Neurowissenschaft Was im Gehirn passiert, wenn sich die Sinne schärfen
Übung macht den Meister – zum Beispiel, wenn es darum geht, feine Unterschiede sehen oder hören zu können. Das klappt aber nur, weil Nervenzellen Teamplayer sind.
Maler sehen Farbschattierungen oft nuancierter als Laien, Musiker hören feinere Abstufungen in Tönen, und Radiologen können anhand feinster Schatten organische Veränderungen in medizinischen Aufnahmen erkennen. Was genau im Gehirn passiert, wenn sich die Sinneswahrnehmung auf diese Weise verbessert, hat ein internationales Forschungsteam mit RUB-Beteiligung untersucht. Die neuen Erkenntnisse über das sogenannte perzeptuelle Lernen beschreibt die Gruppe aus Großbritannien, Deutschland, Italien und den USA in der renommierten Zeitschrift Nature Communications vom 12. Oktober 2018.

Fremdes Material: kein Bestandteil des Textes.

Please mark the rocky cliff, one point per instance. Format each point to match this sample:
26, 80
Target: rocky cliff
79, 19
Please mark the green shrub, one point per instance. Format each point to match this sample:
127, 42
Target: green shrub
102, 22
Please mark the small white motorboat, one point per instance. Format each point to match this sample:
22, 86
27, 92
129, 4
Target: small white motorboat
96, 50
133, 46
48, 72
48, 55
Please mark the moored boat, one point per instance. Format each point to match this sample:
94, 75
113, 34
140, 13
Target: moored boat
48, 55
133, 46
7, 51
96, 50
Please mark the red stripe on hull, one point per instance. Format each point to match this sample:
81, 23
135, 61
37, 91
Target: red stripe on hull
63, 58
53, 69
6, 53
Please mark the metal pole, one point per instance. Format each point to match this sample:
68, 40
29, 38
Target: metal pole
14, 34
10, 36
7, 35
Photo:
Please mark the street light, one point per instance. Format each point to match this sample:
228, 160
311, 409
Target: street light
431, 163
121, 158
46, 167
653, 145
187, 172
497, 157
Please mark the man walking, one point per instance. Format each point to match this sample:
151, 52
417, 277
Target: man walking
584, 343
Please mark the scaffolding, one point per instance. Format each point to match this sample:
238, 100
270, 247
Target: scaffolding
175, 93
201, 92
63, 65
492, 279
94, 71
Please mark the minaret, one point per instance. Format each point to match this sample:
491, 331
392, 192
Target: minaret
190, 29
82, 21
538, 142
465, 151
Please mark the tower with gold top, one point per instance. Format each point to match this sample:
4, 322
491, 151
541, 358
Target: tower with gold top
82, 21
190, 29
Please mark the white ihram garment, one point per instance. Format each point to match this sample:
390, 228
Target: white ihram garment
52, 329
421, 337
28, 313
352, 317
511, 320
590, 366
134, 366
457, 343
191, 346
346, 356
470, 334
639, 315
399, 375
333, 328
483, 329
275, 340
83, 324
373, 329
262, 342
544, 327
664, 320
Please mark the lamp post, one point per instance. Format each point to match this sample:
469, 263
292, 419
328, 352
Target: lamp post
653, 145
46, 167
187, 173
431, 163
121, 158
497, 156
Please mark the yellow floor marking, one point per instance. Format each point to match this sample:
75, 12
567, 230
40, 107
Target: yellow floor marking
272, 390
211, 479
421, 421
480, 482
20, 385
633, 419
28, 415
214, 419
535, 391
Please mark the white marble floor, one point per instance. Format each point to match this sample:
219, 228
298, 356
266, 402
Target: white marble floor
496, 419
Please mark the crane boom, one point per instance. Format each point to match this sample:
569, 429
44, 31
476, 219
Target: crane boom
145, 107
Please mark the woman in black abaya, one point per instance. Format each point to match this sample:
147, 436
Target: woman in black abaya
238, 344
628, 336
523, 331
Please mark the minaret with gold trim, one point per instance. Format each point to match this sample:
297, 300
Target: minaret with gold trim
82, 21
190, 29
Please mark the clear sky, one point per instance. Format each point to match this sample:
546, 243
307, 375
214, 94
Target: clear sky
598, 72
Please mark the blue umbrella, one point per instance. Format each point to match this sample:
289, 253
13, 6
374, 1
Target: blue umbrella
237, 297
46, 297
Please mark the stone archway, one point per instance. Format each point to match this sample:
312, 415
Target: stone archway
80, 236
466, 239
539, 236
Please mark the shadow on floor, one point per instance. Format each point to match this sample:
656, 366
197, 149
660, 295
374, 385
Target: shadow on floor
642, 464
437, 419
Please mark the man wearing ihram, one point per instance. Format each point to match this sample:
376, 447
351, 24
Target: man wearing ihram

Generalisten und Spezialisten
Auf Zellebene sind zwei Mechanismen des perzeptuellen Lernens denkbar: Es könnte hochspezialisierte Hirnzellen für verschiedene Wahrnehmungsleistungen geben, die mit entsprechendem Training immer besser werden. „Es könnte aber auch sein, dass die Generalisten unter den Nervenzellen durch adäquates Training plötzlich zu Spezialisten werden“, beschreibt Claudia Distler vom Lehrstuhl für Allgemeine Zoologie und Neurobiologie der RUB.
Die Forscherinnen und Forscher interessierten sich auch dafür, ob einzelne Zellen durch das Training einen größeren Einfluss gewinnen oder ob sich die Wahrnehmungsleistung von vielen Zellen auf einmal verbessert.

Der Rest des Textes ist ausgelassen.